My first mission trip was to the borders of Iraq, Syria and Turkey to help the Kurdish people who were running from the war and from Saddam Hussein. Next I joined the discipleship training school (DTS) with YWAM (Youth with a Mission). During this time we had a week of forgiveness. It was very hard for me to write down the names of all the people I needed to forgive and then to forgive them. I had to travel for five hours to go and forgive the man who was responsible for my arrest and imprisonment. On my release from prison I had promised him that one day I would kill him. When a man from the Middle East says such a thing he means it, it is not a joke. So when I met him he was very afraid. When I forgave  him it felt like a hundred tons fell from my shoulders.
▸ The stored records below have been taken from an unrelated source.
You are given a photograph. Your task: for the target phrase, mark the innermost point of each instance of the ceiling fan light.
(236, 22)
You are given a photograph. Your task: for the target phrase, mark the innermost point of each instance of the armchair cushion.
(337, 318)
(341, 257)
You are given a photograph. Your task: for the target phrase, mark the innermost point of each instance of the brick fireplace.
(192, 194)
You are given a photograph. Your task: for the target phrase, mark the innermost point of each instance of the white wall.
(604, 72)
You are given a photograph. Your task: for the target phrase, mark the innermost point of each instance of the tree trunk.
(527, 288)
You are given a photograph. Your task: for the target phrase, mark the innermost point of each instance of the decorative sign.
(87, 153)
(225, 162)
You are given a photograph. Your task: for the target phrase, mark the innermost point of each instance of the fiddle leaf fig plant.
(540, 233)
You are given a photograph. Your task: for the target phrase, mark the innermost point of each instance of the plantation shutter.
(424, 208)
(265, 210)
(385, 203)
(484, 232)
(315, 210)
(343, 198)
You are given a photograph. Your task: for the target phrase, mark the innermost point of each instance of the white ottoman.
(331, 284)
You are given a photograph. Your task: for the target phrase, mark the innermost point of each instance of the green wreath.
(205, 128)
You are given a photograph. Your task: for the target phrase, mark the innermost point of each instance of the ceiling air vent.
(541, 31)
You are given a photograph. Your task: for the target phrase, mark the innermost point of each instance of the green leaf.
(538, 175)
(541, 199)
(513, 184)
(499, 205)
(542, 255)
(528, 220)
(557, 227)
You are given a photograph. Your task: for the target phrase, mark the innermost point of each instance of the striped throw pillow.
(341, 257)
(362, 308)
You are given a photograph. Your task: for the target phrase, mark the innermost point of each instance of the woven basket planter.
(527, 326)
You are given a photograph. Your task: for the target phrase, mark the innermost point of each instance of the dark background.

My next difficult task of forgiveness was to forgive my godfather. I visited his grave I declared before God that I had forgiven him. Finally I went to my dad and told him how much I loved him and was so sorry that I had been so arrogant. This brought tears to his eyes.

I continued studying with YWAM and God taught me His way for my life and is still teaching me. I came to England with YWAM and then on to minister in Morocco for 5 weeks.

In 1994 I with YWAM was then led to minister in Amsterdam, in the red light district amongst the sex workers and drug addicts. After further training I became a full time missionary with YWAM in Beirut. God opened the door for me to minister in a prison in Lebanon for 3 years.

I had been continually giving out with no input to my life and I needed to recharge my batteries. God opened a door for me to return to London for further study for 3 months with YWAM. I spent the next 3 months on a placement with Teen Challenge. This led to me staying with them for 7 years until I was made redundant because of lack of government funding.

In 2006 I joined London City Mission and I am working at the Webber Street Centre for the homeless to minister to the needy people who live on the streets and I also work amongst the Arabic people in Ealing Broadway.

Now the question is: What are you doing with your life?